24 thoughts on “Soie – Alessandro Baricco

  1. J'ai été encore moins séduite que toi, même sur le moment… Ton article met en lumière certains éléments que je n'avais pas tout à fait perçus, il est très intéressant. J'ai surtout été frappée par la construction du roman que j'ai plutôt comparé à un conte narré à voix haute ; je ne perçois décidément pas ce que beaucoup appellent la poésie de ce roman. La forme courte ne m'a pas dérangée, personnellement, mais il ne m'en reste comme toi pas grand-chose et cela reste "sans plus, ni moins" pour moi.

    1. Tu as tout à fait raison lorsque tu parle de conte et d'oralité ! Je l'ai moi aussi ressenti, même si je n'ai pas réussi à l'exprimer dans mon billet !

  2. Je confirme ton sentiment (du vite lu, vite oublié). Je l'ai lu il y a quelques années et je constate que mes souvenirs ne sont plus très frais (au vu de ton résumé). Bisous

  3. Peut-être, mais sur le moment, c'est très beau à lire. Mon avis est devenu positif grâce à ce dénouement, cette preuve d'amour d'une grande beauté.

  4. Très joli billet, tu as parlé de choses que moi j'ai passé sous silence, je crois que finalement on a toutes aimées même si je suis la seule à avoir eu le coup de coeur, ce fut une belle surprise en ce qui me concerne

  5. Tu traduis très bien mon sentiment sur ce livre : une lecture agréable mais dont je ne me souviens plus du tout (alors que je l'ai lu il y a seulement 1 ou 2 ans …). Du coup, je ne suis pas tentée par les autres titres de cet auteur même si les critiques sont souvent très bonnes.

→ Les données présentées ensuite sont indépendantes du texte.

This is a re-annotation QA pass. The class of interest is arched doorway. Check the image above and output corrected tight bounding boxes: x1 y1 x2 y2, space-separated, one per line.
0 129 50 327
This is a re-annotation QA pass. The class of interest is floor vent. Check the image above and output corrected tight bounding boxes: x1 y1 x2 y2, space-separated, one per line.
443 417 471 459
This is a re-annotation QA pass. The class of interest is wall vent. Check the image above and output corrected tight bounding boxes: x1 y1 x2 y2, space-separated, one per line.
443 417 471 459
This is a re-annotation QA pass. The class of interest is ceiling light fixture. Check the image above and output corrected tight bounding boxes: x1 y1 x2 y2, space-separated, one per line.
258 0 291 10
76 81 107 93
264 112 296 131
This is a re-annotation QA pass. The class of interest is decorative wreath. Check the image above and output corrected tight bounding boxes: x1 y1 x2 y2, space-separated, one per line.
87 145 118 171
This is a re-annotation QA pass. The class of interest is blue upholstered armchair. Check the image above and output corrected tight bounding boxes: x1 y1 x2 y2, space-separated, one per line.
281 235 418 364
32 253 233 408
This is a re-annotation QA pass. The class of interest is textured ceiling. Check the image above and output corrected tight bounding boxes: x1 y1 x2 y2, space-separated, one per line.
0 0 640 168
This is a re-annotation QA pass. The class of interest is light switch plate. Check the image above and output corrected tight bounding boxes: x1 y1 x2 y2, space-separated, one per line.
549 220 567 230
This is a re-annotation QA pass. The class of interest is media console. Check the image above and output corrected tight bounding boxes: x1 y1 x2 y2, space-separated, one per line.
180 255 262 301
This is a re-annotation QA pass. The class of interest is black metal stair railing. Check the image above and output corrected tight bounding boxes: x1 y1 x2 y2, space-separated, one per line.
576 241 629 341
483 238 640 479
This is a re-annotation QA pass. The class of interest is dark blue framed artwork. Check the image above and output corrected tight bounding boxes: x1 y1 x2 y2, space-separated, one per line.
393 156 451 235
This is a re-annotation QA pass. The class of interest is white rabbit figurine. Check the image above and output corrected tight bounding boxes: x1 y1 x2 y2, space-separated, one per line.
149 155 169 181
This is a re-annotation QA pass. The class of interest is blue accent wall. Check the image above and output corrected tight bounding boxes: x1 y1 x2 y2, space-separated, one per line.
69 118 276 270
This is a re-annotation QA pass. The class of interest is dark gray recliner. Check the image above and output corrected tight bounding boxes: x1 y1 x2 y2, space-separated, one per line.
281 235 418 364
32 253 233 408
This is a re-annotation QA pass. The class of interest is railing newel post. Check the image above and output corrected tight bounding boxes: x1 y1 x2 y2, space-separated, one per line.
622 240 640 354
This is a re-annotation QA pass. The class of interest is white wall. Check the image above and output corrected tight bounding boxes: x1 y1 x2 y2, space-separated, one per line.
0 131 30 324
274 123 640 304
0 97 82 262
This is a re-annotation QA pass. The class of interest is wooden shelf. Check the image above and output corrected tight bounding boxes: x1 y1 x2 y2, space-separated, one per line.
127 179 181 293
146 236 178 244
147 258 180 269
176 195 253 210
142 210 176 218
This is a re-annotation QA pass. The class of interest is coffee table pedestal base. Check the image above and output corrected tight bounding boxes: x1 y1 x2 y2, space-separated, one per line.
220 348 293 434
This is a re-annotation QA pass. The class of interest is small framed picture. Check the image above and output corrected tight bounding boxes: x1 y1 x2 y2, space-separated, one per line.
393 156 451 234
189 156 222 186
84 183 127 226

  6. Très beau billet ! Très poétique lui aussi 🙂
    J'allais te dire que là nos avis divergeaient. Mais en fait, j'ai commencé par voir le film que j'avais beaucoup aimé malgré la présence de Keira Knightley et j'ai lu le livre quelques temps plus tard. Et effectivement, je ne me souvenais plus de rien pas même de la fin qui pourtant m'avait profondément marquée sur le coup au cinéma. Mais je peux te dire que la deuxième fois, on se souvient !

    1. La poésie et moi, ça fait deux, mais merci quand même ! 😉 Je n'ai pas vu le film, et j'ai un peu de mal à imaginer ce que cela peut donner…

  7. Oui, très beau billet ! J'ai lu ce roman il y a quelques années et même si ses qualités m'ont semblée évidentes tout au long de ma lecture, je n'en garde pas non plus un souvenir émerveillé. C'est bizarre … J'imagine que sa briéveté (alors que ce n'est pas quelque chose qui me gêne habituellement) y est peut-être pour quelque chose.
    J'avais vu l'adaptation avec Michael Pitt et Keira Knightley peu après. Pas mal mais très dispensable à mon humble avis …

  8. C'est une belle histoire, il existe un film adapté du roman sorti au ciné mais qui n'a pas eu de succès. J'ai lu ce livre il y a longtemps mais il m'en reste un bon souvenir.

  9. J'avais passé un très beau moment avec ce livre ! Ps : je vois ton commentaire précédent et j'aurai tendance à dire nouvelle… à cause de sa brièveté, peu de personnages etc…

    1. C'est terrible d'oublier si vite un livre, mais ça arrive parfois… curieusement ce n'est pas toujours parce qu'on a aimé un livre qu'il vous laisse une trace ! Difficile de faire un billet ensuite, je connais le problème (par exemple j'ai une série de courts textes victoriens lus cet été que je n'arrive pas chroniquer, et j'avais essayé quelques semaines après la lecture) 🙂
      J'ai beaucoup aimé "Les Chateaux de la colère" du même auteur, je m'apprête à lire "Novecento : pianiste", espérons qu'il me plaise…

  10. J'ai un peu plus aimé que toi, pas encore eu le temps de l'oublier 🙂
    Contente d'avoir partagé cette lecture avec toi, une envie pour la prochaine LC?